Comment puis-je laisser entrer dans mon cœur cette certitude du pardon de Dieu ?

Son pardon est toujours présent. Il nous est toujours offert. Lorsque je reconnais ma faiblesse, ma culpabilité et ma faute, le pardon devient mien.

C'est vrai, Dieu a de nombreuses manières de pardonner.

Le sacrement de la réconciliation est cependant le moyen par excellence pour accueillir son pardon et aussi avoir la conviction intérieure de ce pardon et la paix qui en sont le fruit et le signe.

C’est le plus sûr moyen pour que son pardon nous atteigne le plus intensément.

Par la confession des fautes que j’exprime par des mots devant un prêtre et par l’absolution que je reçois, c’est la façon définitive et la plus humaine par laquelle je puis être délivré de ma culpabilité et faire l’expérience du pardon de Dieu qui rejoint ma personne dans toutes ses composantes intérieure, sensible, physique et communautaire.

Si nous le désirons, nous pourrons faire l'expérience de ce pardon dans la réception du sacrement de la réconciliation cet avant midi.

Pour la prière de cet après-midi, je vous suggère un très beau texte tiré de l’évangile de Marc au chapitre 10, 46-52. Accueillons cet épisode de la vie de Jésus  comme une bonne nouvelle pour nous.

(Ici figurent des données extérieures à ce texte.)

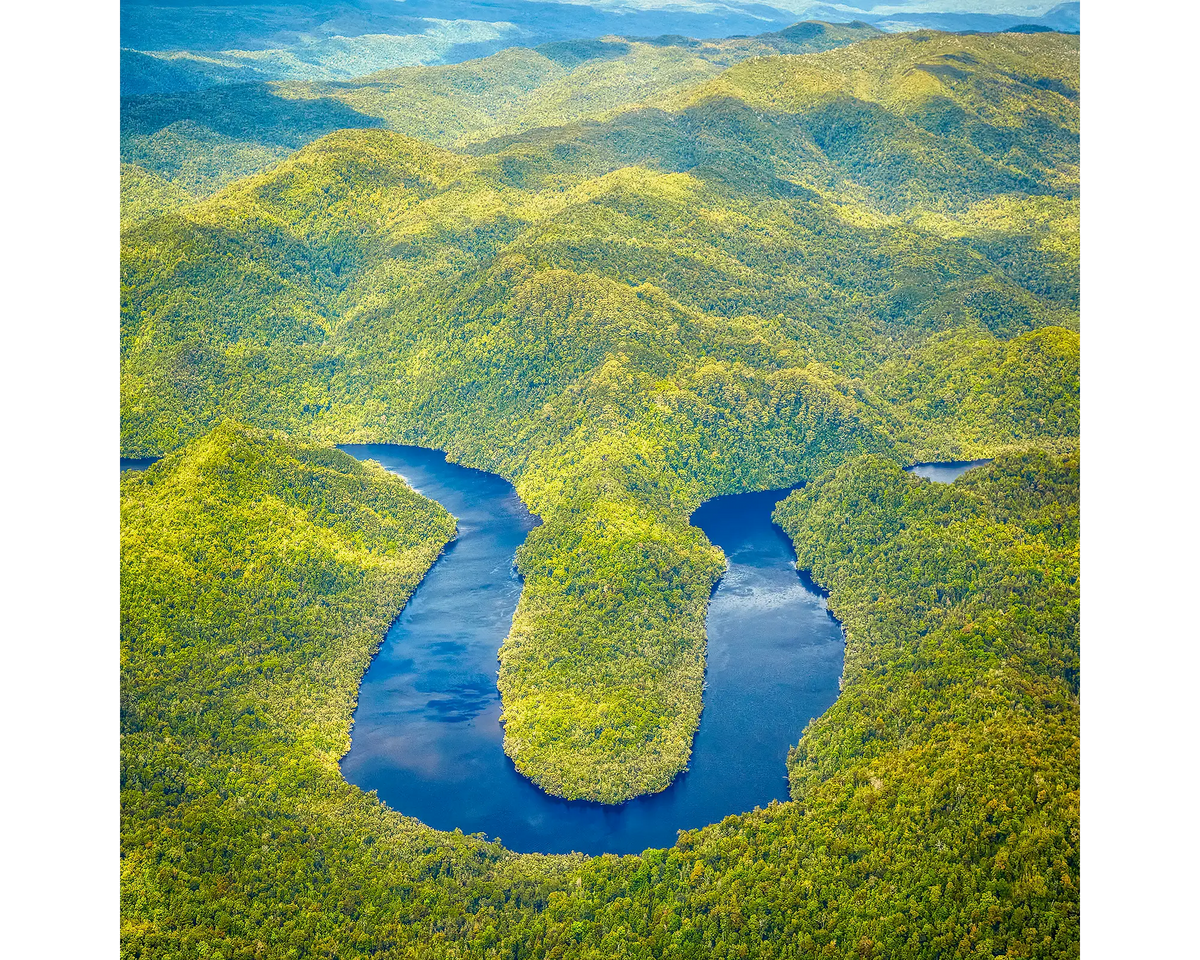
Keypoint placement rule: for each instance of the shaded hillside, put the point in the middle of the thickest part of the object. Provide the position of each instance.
(237, 130)
(935, 809)
(792, 265)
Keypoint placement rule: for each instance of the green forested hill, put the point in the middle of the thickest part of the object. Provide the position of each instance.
(935, 809)
(789, 265)
(203, 139)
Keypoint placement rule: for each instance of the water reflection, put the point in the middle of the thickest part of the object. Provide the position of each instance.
(427, 735)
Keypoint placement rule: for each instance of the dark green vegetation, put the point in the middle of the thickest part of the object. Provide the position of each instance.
(935, 809)
(805, 258)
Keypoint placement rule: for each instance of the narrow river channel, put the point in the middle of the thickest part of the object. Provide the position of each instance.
(426, 733)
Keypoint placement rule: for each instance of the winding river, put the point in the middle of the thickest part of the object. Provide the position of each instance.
(426, 731)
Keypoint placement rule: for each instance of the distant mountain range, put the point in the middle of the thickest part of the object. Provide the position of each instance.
(171, 47)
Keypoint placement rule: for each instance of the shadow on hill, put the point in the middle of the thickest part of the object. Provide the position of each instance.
(245, 112)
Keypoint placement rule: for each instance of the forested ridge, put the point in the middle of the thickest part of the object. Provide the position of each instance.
(628, 276)
(597, 312)
(935, 808)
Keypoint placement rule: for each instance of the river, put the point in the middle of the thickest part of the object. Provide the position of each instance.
(426, 732)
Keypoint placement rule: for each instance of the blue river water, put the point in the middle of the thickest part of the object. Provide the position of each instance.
(426, 732)
(945, 473)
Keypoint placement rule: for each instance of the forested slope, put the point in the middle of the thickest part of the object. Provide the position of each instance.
(203, 139)
(867, 250)
(935, 809)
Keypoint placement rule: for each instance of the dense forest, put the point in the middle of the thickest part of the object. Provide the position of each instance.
(935, 811)
(595, 311)
(628, 275)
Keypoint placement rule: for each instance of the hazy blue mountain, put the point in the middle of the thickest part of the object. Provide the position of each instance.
(173, 47)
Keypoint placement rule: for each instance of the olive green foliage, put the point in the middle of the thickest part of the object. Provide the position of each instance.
(203, 139)
(935, 809)
(799, 261)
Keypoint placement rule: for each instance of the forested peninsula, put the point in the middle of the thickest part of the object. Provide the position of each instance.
(761, 271)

Jésus est là sur la route…

Il est Dieu parmi nous….Il vient libérer ses frères de leurs esclavages, de tous leurs esclavages…

Il y a la foule qui le suit...Marc parle d'une grande foule.

Il y a  aussi Bartimée, aveugle, mendiant, dépendant, exclu…

Apprenant que c'est Jésus de Nazareth qui vient, il se mit à crier :

 « Jésus, Fils de David, aie pitié de moi ! »

Jésus s’immobilise, il rejoint l’homme dans son immobilité et dans son cri…

« Appelez-le !  »  « Aie confiance, lève-toi, il t’appelle ! » reprend la foule.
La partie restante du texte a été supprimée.